Demonstrations against nuclear power are to take place simultaneously in Taipei and Kaohsiung on April 27, environmental groups said yesterday, urging people to support phasing out nuclear power as its advocates are regaining momentum.
The demonstrations would be the first large movement after a referendum abolishing the legal basis for the government’s “nuclear-free homeland by 2025” policy was passed on Nov. 24 last year, National Anti-nuclear Action Platform spokesperson Tsuei Su-hsin (崔愫欣) said.
The referendum, initiated by Nuclear Myth Busters group founder Huang Shih-hsiu (黃士修) and endorsed by former president Ma Ying-jeou (馬英九), was passed after garnering more than 5.8 million votes in favor and 4 million against.
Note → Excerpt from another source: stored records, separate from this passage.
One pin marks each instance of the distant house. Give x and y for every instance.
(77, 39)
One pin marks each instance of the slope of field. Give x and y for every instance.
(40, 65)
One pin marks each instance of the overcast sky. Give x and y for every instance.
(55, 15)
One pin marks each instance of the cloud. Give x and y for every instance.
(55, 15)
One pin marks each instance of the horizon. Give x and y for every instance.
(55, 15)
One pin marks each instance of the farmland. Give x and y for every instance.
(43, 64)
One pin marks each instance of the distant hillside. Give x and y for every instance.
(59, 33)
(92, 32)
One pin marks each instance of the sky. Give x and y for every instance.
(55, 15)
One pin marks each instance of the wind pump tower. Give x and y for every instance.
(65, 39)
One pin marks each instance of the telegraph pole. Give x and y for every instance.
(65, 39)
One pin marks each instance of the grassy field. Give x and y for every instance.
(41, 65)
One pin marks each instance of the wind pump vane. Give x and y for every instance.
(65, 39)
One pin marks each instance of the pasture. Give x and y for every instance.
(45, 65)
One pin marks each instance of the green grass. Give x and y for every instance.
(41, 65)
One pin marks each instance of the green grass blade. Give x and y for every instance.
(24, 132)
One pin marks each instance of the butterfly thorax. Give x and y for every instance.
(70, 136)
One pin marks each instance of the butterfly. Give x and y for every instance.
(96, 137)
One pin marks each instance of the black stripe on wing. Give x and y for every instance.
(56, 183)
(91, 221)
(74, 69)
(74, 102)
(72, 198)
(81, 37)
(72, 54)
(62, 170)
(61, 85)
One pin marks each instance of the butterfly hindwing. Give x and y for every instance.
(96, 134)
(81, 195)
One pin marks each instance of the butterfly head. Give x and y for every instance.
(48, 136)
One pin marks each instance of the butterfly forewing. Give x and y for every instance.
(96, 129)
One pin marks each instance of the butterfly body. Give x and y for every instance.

Photo: Liu Le-jen, Taipei Times
This year’s rallies are scheduled to mark the Chernobyl nuclear disaster on April 26, 1986, Tsuei said, adding that nuclear power is not as safe as its proponents have claimed.
Nearly 4.9 percent of the nation’s electricity was generated from renewable power sources last year, 11.4 percent from nuclear power, 38.6 percent from gas-fired units, 38.8 percent from coal-fired units, and the rest from other means, data from the state-run Taiwan Power Co’s Web site shows.
Given the relatively low ratio of nuclear power, decommissioning nuclear power facilities before 2025 as scheduled would not be that difficult, Citizen of the Earth, Taiwan deputy executive Tsai Chung-yueh (蔡中岳) said.
The Taipei march is to start at 1pm from the main stage on Ketagalan Boulevard, while participants in Kaohsiung are to gather at 2pm at Aozihdi Forest Park (凹子底森林公園), he said.
More than 220,000 people took to the streets in 2013 to oppose nuclear power, while the number of participants dropped to 2,000 in last year’s parade.
Seeing that their discourse on phasing out nuclear power did not reach many of its targets on Facebook — the main social media platform in Taiwan — they are switching to more interesting ways of promoting ideas, Tsai said.
Opponents against nuclear power are also gathering petitions for two new referendum proposals, including one that proposes not extending the permits of nuclear power generation facilities nor building new ones before the government finds ways to dispose of highly radioactive nuclear waste, the action platform said.
The other proposes turning the compound of the mothballed Fourth Nuclear Power Plant in New Taipei City’s Gongliao District (貢寮) into a site for renewable power research and development, it said.